Everybody’s favourite secondary character, Lord Akeldama, does make an appearance in ‘Blameless’, albeit a small one. However, his storyline in the book will have repercussions in future novels... I don’t want to give anything away, but Akeldama’s love life just got interesting.
Conall Macon has a relatively small role in ‘Blameless’. But his minimalist role is understandable, what with being heartbroken and all. Regardless, Conall is at his absolute funniest in ‘Blameless’. Once again I don’t want to give anything away, but look forward to formaldehyde-soaked musings and a drunken werewolf fight. Hilarious!
One of the best things in any Parasol Protectorate novel is the ludicrously ingenious Steampunk inventions. In ‘Changeless’ it was the introduction of the dirigible (complete with attached teapot), and in ‘Blameless’ it is "homicidal mechanical dripping ladybugs" (yes, they are as cool as they sound!). Carriger seems to have an endless imagination for Steampunk contraptions, and I cannot wait to see what she comes up with next.
My one complaint with ‘Blameless’ was not enough Conall/Alexia goodness. Of course the storyline explains the reason for their lack of page-time together... but I love their relationship so much and they bounce off one another with such charming velocity that the book is a little lacking for not having enough scenes with the two of them. The need is further highlighted by their short time together which is entirely romantic, sweet and leaves you wanting *more* of the mushy stuff.
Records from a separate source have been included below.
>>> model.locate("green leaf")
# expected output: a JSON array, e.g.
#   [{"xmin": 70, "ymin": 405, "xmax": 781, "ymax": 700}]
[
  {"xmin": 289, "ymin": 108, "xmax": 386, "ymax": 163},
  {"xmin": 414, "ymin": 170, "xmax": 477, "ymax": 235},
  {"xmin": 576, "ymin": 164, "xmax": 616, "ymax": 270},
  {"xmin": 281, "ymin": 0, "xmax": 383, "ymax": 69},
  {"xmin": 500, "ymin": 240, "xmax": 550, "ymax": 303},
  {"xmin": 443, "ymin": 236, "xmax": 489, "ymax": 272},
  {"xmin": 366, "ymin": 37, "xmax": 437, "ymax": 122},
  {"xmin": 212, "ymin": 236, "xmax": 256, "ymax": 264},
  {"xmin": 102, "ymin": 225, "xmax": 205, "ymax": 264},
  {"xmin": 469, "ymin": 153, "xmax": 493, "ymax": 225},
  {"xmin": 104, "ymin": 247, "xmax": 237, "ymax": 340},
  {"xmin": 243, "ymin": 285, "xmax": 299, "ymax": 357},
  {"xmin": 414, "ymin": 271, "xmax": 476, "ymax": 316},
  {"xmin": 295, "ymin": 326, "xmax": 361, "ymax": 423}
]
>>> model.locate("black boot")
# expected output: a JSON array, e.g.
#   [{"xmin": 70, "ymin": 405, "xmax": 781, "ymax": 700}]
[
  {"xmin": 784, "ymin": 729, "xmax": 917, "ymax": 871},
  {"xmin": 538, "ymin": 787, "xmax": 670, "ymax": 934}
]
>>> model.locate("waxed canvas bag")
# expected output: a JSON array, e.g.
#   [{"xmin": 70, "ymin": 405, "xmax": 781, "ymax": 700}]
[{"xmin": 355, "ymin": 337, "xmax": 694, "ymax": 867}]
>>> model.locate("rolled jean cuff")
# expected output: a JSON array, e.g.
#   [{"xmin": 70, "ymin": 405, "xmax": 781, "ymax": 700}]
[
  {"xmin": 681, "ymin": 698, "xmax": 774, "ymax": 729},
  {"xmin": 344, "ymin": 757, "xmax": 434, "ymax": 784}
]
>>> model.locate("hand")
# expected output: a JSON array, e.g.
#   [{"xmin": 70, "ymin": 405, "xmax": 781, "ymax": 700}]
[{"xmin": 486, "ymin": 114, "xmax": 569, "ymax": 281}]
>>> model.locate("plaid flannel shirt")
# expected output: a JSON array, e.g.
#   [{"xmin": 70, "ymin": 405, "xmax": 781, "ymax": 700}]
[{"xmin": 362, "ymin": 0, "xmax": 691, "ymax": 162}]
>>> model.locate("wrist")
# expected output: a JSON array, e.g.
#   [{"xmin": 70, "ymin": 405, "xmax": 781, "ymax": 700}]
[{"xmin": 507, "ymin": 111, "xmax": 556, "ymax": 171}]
One thing that Gail Carriger does very successfully in ‘Blameless’ is secure the longevity of her Parasol Protectorate series. I don’t want to give anything away, but Carriger has set up a storyline of ensured durability that will likely take many more books (fingers crossed!) to unfold. The last page of ‘Blameless’ will have you jitterbugging for the next instalment, a far-away July 2011 wait (entitled ‘Heartless’)... but it will be well worth it!